It never fails to amaze me how I come across the inspiration for another blog entry. For example, this morning, a friend posted a link to her results from searching "Richard III" on the National Trust Collections website. I did my own search, & discovered this rather striking, modern-looking portrait of Richard III.
In looking at the additional information, I discovered that it is dated to approximately 1650 & came into the National Trust from Keevil Manor in 1910. It is now on display at Westwood Manor in Wiltshire, according to the National Trust website.
Apart from the rather 20th Century look this portrait has, what piqued my curiosity was the lack of any deformity one would think would have been shown in a portrait of Richard III done centuries after his death. If "Tudor propaganda" was so successful & so ingrained as we are practically beaten over the head to believe, where is the hump? And why would there be a portrait of Richard III in Keevil Manor? Where is Keevil Manor anyway?

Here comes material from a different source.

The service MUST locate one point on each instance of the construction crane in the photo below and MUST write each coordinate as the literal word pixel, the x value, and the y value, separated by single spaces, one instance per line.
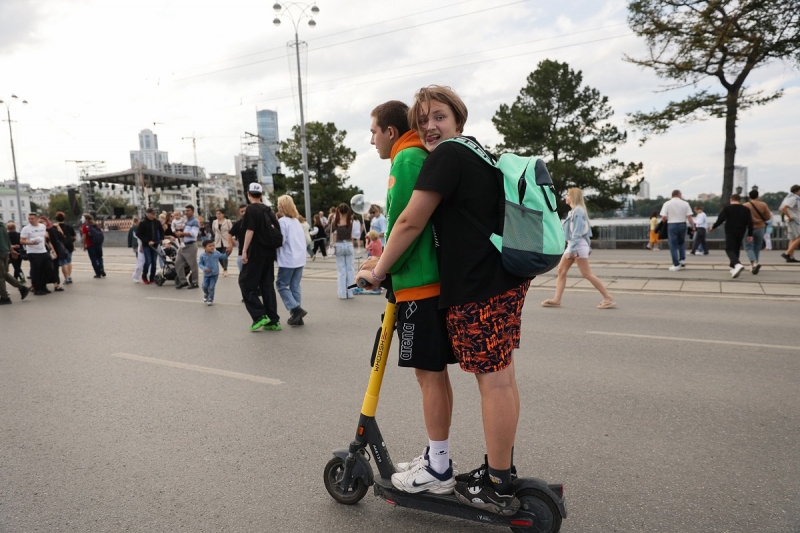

So off I went in search of this information. What I found was rather interesting & some familiar names crop up in it. As it happens, Keevil Manor was owned by the Earls of Arundel. During the reigns of Henry VI, Edward IV, & Richard III, the Earl of Arundel was William Fitzalan. He participated in Henry VI's "Loveday Council" in 1458, but his Yorkist loyalties were such that he had to be ordered by the king to stop footdragging & attend. He fought at the Second Battle of St. Albans for the Yorkist side, and in 1483, served as "Pincerna" (cupbearer) at Richard's Coronation. He is listed as a Bosworth Combatant on Richard's side as well, but that didn't prevent him from being "Pincerna" at Henry VII's coronation a few months later. Keevil Manor itself was later sold in the 16th Century to Richard Lambert, husband of Alice Paston (!!). The current manor dates from this time & is located about 13 miles southeast of Bath.
Although I didn't find an answer to satisfy my curiosity about this portrait, I'm quite happy with the results of my search. I found a new-to-me portrait of Richard, learned a little bit more about one of the Yorkist supporters, & another museum to visit on a future trip to the U.K. Plus, I have a lot of information to use while speculating why this portrait doesn't have a hump!
UPDATE: I came home this evening to do some more searching online to see what I could find out about this painting. I came across a Trip Advisor review of Westwood Manor & looked through the photos posted there. In the slideshow, I came across the photo below. It appears that this portrait is part of a "Kings & Queens of England" series from the 17th Century, but that still doesn't explain to me how or why the "Tudor propaganda"-inspired hump wasn't included or how this portrait came to resemble Richard so closely. Was it a copy from a now-lost original?